Note that we also inserted additional error checking with static_assert
and cudaErrchk
, which is a RAJA macro, for printing CUDA device error
codes, to catch device errors if there are any.
Lastly, we show the RAJA HIP variants of the kernel, which are semantically identical to the RAJA CUDA variants.
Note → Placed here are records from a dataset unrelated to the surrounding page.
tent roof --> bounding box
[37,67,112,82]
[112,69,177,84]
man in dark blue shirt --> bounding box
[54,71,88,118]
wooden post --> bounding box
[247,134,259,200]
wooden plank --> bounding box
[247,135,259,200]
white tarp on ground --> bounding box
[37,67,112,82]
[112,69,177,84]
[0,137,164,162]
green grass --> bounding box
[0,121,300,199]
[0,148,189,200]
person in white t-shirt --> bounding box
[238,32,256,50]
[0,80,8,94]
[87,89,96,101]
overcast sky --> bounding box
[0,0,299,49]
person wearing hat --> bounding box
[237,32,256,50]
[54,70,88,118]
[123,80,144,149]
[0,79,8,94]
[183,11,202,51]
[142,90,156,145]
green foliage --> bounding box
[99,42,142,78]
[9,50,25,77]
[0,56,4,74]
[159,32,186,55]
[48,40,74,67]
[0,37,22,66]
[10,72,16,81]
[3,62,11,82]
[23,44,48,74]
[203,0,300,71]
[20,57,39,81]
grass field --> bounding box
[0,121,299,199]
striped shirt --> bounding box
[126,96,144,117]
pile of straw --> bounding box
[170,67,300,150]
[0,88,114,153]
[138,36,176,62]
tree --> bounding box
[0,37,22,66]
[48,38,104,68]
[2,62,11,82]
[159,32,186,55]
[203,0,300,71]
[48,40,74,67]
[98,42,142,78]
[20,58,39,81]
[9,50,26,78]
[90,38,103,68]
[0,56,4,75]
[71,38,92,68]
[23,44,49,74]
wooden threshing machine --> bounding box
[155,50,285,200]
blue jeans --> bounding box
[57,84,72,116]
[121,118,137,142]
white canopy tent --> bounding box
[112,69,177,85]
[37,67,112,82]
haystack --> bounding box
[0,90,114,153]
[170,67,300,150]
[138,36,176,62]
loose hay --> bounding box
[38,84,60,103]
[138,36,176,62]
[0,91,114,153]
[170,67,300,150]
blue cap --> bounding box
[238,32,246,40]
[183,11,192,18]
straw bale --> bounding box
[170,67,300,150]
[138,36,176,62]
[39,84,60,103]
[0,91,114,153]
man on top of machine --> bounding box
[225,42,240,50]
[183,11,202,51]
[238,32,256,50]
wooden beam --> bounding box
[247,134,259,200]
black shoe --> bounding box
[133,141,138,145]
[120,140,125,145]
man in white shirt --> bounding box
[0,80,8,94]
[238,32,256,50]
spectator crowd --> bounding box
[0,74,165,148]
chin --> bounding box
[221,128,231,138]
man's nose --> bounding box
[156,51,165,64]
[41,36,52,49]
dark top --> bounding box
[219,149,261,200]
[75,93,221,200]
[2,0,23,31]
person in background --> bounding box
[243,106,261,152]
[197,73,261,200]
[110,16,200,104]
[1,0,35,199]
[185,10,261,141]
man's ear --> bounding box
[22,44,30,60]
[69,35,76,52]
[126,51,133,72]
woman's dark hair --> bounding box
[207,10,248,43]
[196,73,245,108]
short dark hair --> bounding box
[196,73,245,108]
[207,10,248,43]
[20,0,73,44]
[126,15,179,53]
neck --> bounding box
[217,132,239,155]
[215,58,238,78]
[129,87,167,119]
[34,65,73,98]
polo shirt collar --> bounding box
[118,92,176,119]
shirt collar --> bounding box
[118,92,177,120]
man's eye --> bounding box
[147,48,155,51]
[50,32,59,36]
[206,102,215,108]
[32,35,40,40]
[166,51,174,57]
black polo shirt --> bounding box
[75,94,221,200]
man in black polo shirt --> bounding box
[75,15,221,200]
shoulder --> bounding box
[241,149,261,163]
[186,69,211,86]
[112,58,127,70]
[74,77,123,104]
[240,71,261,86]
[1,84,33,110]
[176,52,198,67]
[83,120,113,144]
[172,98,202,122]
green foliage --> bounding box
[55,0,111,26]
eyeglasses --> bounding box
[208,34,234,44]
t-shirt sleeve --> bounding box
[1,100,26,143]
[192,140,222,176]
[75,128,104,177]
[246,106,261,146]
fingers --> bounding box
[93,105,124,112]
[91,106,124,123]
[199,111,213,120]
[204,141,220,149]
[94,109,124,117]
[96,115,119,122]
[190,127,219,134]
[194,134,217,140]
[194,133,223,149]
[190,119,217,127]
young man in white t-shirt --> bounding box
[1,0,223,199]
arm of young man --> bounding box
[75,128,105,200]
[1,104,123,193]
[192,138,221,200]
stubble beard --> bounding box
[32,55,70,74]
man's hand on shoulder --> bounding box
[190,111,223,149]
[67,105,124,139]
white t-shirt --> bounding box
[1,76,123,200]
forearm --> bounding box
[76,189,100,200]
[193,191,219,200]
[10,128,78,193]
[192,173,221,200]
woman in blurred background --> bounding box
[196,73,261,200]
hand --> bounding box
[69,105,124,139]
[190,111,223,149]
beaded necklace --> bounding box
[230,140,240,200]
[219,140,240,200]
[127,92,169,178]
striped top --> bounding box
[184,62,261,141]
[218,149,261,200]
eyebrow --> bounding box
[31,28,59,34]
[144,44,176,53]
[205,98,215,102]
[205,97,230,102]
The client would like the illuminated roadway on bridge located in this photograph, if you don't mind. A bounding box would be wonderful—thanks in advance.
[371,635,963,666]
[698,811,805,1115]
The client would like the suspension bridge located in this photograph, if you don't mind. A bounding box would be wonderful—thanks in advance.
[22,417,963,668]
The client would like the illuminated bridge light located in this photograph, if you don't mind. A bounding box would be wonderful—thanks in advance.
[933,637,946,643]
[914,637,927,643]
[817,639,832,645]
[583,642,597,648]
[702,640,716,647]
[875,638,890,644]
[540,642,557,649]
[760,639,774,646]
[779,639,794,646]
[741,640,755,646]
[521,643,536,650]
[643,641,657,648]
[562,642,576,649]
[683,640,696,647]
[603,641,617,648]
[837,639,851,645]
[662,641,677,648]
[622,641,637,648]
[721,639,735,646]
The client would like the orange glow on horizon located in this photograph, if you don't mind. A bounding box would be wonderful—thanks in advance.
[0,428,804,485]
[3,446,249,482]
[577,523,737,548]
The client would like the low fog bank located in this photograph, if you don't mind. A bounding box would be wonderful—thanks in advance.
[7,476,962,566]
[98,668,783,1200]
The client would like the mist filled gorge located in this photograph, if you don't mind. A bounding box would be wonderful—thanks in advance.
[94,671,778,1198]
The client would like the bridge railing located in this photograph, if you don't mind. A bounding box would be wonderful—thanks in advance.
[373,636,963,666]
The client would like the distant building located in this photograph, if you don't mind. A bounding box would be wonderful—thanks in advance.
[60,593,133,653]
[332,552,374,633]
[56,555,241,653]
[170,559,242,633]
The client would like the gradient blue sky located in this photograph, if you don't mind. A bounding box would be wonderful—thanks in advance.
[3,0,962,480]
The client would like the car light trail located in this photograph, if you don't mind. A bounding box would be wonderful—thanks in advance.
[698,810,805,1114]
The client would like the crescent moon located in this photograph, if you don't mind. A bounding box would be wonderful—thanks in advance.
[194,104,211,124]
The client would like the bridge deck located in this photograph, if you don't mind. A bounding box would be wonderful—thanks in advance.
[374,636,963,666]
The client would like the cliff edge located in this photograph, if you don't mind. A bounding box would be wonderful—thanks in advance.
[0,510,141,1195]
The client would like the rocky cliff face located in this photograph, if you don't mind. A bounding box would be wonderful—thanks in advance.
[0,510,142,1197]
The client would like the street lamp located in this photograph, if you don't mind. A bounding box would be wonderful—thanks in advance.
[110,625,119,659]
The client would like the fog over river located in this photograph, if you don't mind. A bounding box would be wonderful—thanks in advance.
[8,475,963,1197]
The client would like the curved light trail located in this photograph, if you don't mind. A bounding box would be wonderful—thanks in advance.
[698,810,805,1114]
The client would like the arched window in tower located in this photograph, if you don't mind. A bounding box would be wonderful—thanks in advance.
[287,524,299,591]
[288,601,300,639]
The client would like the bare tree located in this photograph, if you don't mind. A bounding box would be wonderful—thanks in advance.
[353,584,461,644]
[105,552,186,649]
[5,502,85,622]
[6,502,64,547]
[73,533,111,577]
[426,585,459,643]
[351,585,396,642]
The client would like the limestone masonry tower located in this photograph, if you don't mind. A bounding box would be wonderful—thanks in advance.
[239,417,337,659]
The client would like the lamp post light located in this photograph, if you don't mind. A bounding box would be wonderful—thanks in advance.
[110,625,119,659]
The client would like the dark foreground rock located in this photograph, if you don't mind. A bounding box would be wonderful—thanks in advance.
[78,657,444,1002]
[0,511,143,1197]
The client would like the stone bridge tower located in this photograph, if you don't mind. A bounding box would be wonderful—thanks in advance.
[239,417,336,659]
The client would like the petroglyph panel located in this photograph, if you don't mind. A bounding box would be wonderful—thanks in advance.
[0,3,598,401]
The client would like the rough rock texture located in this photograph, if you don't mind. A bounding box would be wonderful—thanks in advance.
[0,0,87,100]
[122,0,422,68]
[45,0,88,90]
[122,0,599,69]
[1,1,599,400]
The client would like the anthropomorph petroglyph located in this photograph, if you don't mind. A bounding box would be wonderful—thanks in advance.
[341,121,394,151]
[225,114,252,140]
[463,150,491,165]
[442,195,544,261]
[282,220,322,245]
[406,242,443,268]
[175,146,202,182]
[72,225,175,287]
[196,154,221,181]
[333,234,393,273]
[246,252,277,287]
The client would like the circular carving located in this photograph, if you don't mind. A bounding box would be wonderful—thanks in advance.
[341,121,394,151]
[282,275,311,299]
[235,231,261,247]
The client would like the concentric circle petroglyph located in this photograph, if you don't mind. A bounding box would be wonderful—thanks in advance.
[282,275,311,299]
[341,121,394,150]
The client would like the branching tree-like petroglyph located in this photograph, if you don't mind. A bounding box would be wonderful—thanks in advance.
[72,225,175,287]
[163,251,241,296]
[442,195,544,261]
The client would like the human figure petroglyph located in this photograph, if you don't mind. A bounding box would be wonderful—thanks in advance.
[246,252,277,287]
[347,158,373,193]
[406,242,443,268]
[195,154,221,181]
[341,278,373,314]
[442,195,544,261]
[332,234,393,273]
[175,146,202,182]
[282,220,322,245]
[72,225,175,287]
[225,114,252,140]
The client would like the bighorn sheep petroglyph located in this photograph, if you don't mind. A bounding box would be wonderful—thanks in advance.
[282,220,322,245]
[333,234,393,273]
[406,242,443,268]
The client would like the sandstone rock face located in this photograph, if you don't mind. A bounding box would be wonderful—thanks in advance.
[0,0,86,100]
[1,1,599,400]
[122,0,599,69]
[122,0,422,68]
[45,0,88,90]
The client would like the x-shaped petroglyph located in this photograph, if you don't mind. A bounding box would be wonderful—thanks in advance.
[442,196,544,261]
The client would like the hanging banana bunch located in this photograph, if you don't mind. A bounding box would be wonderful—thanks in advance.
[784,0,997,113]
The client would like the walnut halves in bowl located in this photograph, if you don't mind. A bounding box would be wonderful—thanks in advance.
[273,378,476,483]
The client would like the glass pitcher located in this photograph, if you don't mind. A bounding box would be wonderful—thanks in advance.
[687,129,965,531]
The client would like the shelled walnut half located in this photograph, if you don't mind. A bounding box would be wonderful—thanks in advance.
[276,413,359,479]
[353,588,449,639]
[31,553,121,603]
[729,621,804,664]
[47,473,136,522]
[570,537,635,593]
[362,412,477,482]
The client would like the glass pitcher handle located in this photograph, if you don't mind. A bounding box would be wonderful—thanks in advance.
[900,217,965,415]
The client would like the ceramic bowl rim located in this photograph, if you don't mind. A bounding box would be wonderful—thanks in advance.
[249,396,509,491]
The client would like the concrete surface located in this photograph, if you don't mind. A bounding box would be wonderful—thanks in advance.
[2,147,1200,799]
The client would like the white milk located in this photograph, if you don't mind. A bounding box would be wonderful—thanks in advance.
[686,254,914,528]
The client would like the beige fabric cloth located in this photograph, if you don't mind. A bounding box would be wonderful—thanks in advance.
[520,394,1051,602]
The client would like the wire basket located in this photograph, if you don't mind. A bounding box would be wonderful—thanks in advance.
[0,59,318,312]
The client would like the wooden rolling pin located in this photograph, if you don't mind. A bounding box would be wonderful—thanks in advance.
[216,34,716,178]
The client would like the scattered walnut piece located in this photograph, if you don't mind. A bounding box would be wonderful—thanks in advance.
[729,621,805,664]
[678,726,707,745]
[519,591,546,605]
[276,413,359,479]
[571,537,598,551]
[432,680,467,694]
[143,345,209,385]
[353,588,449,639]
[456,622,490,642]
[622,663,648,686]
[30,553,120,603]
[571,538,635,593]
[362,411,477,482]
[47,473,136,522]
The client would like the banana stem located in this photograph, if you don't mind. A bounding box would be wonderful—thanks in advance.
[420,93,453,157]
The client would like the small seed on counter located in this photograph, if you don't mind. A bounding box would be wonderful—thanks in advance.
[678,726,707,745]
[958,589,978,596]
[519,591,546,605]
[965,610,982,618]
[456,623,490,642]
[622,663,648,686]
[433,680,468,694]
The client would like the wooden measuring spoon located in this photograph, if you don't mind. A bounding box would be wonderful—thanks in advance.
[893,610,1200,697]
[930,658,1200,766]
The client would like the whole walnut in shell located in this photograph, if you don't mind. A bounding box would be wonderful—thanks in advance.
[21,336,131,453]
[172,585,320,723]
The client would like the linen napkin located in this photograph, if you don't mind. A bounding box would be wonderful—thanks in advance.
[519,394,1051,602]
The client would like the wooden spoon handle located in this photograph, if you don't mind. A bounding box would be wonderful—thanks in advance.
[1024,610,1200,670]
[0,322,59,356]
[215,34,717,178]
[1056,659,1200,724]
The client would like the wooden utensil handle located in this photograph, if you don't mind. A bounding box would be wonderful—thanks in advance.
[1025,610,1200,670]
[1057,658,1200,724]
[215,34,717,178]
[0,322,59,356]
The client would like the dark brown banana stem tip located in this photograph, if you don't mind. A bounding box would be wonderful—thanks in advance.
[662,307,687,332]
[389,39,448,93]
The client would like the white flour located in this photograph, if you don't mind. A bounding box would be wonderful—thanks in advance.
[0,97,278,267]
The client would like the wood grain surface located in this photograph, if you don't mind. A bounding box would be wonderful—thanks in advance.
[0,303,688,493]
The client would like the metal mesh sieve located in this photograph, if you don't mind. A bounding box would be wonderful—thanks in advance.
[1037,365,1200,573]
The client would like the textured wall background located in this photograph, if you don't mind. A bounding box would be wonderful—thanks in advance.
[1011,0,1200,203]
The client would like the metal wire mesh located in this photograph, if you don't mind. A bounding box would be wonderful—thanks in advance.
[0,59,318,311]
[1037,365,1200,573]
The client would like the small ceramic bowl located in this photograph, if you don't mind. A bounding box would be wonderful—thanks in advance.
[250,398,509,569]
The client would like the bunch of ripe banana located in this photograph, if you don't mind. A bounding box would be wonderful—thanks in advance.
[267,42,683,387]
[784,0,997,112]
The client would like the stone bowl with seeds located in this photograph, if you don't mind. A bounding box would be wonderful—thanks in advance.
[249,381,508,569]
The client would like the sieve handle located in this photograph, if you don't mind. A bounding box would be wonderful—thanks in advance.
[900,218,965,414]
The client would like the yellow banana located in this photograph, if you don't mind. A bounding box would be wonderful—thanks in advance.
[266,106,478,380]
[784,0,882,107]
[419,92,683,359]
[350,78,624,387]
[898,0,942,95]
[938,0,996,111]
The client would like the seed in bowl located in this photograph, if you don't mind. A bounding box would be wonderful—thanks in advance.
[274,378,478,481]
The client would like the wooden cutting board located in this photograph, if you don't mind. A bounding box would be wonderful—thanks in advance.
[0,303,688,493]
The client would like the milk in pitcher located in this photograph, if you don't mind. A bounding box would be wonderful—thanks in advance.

First, the RAJA-HIP global-thread variant:
using hip_teams_z_5 = RAJA::LoopPolicy<RAJA::hip_block_z_direct>;
using hip_global_thread_y_5 = RAJA::LoopPolicy<RAJA::hip_global_thread_y>;
using hip_global_thread_x_5 = RAJA::LoopPolicy<RAJA::hip_global_thread_x>;
const bool async_5 = false;
using launch_policy_5 = RAJA::LaunchPolicy<RAJA::hip_launch_t<async_5>>;
RAJA::launch<launch_policy_5>
(RAJA::LaunchParams(RAJA::Teams(n_blocks_i, n_blocks_j, n_blocks_k),
RAJA::Threads(i_block_sz, j_block_sz, k_block_sz)),
[=] RAJA_HOST_DEVICE (RAJA::LaunchContext ctx) {
RAJA::loop<hip_teams_z_5>(ctx, RAJA::TypedRangeSegment<int>(0, N), [&] (int k) {
RAJA::loop<hip_global_thread_y_5>(ctx, RAJA::TypedRangeSegment<int>(0, N), [&] (int j) {
RAJA::loop<hip_global_thread_x_5>(ctx, RAJA::TypedRangeSegment<int>(0, N), [&] (int i) {
d_aView(i, j, k) = c * i * j * k ;
});
});
});
});
and then the RAJA Launch HIP fixed thread-block size, tiled, direct thread mapping version:
using hip_teams_z_6 = RAJA::LoopPolicy<RAJA::hip_block_z_direct>;
using hip_teams_y_6 = RAJA::LoopPolicy<RAJA::hip_block_y_direct>;
using hip_teams_x_6 = RAJA::LoopPolicy<RAJA::hip_block_x_direct>;
using hip_threads_y_6 = RAJA::LoopPolicy<RAJA::hip_thread_y_direct>;
using hip_threads_x_6 = RAJA::LoopPolicy<RAJA::hip_thread_x_direct>;
const bool async_6 = false;
using launch_policy_6 = RAJA::LaunchPolicy<RAJA::hip_launch_t<async_6>>;
RAJA::launch<launch_policy_6>
(RAJA::LaunchParams(RAJA::Teams(n_blocks_i, n_blocks_j, n_blocks_k),
RAJA::Threads(i_block_sz, j_block_sz, k_block_sz)),
[=] RAJA_HOST_DEVICE (RAJA::LaunchContext ctx) {
RAJA::loop<hip_teams_z_6>(ctx, RAJA::TypedRangeSegment<int>(0, N), [&] (int k) {
RAJA::tile<hip_teams_y_6>
(ctx, j_block_sz, RAJA::TypedRangeSegment<int>(0, N), [&] (RAJA::TypedRangeSegment<int> const &j_tile) {
RAJA::tile<hip_teams_x_6>
(ctx, i_block_sz, RAJA::TypedRangeSegment<int>(0, N), [&] (RAJA::TypedRangeSegment<int> const &i_tile) {
RAJA::loop<hip_threads_y_6>(ctx, j_tile, [&] (int j) {
RAJA::loop<hip_threads_x_6>(ctx, i_tile, [&] (int i) {
d_aView(i, j, k) = c * i * j * k ;
});
});
});
});
});
});
The only differences are that type names are changed to replace ‘CUDA’ types with ‘HIP’ types to use the RAJA HIP back-end.